Lust in Translation
Full Title: Lust in Translation: The Rules of Infidelity from Tokyo to Tennessee
Author / Editor: Pamela Druckerman
Publisher: Penguin Press, 2007
Review © Metapsychology Vol. 11, No. 35
Reviewer: Robert Scott Stewart, Ph.D.
Despite what we have all heard, married folks in America are actually wildly monogamous. In 2004, only 3.9 % of married men and 3.1% of married women engaged in extramarital sex in the past year (62). The figure that is often heard – that more than half of married men, and a quarter of married women will cheat on their spouses over their lifetime – turns out to be both highly problematic and overestimated. These later figures come from Alfred Kinsey's studies in the 1950's, and they are based upon badly unrepresentative samples (46). This was exacerbated by later studies by Shere Hite and Cosmopolitan magazine which placed adultery figures as high as 70% for both men and women. It turns out that in the U.S. only about 20% of men and 10% of women have extramarital sex over their lifetimes (50), although, as Druckerman notes, statistical evidence in this area is strangely hard to come by.
Why there should be such a dramatic difference between reality and perception is interesting. Part of it clearly has to do with the fact that some segments within our society who receive a disproportionate amount of media coverage – such as sports and movie stars, famous politicians and, one wants to add, but probably shouldn't, evangelical ministers like Jim Bakker, Jimmy Swaggart, and Ted Haggard — do commit adultery in numbers much higher than the norm. Druckerman also suggests that part of our idea of ourselves as more adulterous than we actually are may have to do with the fact that an entire industry – the "marriage industrial complex" — has established itself in America to deal with the 'exploding' numbers of adulterers and their damaged marriages. This is, I believe, part of a larger trend: stated baldly, North America has become 'addicted' to therapy. In Canada, e.g., the number of licensed psychologists increased 52% from 1982 to 1997 (McLaren, 2000). Similarly, while there were only 3000 marriage and family therapists in the U.S. in 1970 (98), that number had risen to 50,000 by 2004 (100), a staggering 1600% increase!

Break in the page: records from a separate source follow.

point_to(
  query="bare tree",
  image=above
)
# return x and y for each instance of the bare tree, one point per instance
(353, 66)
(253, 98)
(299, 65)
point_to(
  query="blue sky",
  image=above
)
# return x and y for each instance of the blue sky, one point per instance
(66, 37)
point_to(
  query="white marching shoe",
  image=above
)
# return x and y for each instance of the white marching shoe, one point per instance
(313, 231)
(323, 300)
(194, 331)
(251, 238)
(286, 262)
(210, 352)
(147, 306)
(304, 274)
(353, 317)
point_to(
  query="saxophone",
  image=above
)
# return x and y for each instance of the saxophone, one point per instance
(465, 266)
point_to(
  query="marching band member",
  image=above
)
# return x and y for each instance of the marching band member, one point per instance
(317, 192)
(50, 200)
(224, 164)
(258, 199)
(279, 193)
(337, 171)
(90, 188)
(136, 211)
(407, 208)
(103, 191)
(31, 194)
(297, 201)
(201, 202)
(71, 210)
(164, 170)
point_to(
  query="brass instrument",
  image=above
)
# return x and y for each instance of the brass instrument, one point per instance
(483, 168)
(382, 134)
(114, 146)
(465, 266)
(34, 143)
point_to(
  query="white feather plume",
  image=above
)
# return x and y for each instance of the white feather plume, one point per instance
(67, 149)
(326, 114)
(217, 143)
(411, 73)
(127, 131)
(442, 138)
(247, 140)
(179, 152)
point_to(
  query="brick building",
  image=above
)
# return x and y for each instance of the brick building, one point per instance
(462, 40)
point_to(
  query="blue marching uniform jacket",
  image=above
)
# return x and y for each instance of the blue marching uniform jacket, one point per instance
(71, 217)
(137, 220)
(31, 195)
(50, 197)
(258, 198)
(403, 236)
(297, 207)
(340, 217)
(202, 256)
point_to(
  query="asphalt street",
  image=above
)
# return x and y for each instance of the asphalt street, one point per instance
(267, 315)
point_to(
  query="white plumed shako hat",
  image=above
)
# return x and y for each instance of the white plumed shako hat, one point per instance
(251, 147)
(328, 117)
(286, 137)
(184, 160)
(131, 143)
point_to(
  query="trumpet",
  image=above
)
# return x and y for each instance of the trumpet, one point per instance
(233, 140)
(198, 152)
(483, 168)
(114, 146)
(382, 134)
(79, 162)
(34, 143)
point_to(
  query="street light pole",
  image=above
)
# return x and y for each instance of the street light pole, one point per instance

Far more problematic than their mere rise in numbers, however, is what many of these therapists are advising their clients to do. Beginning with the very plausible moral claim that what makes adultery morally wrong is that it involves lying and deceit (see, e.g., Wasserstrom, 1975), therapists have gone on to suggest that the therapeutic cure for adultery is complete (perhaps even obsessive) truth-telling. Some 'therapists' suggest that couples "should expect to spend 'thousands of hours' discussing the affair" (97). This time might well be spent combing through thousands of emails, text and phone messages, and credit card receipts in order to establish a time line of exactly what happened when, and where, often in lurid, graphic detail (102-103). Given America's history as a puritan settlement, discussion of adultery and recovery from it has a distinctly religious tone. Indeed, in America, adulterers often suffer such feelings of guilt that it is hard to fathom why they engage in the activity. (At this point, religion mixes curiously with the secular, and reference is often made to adulterers suffering from an "addiction" to sex (103).)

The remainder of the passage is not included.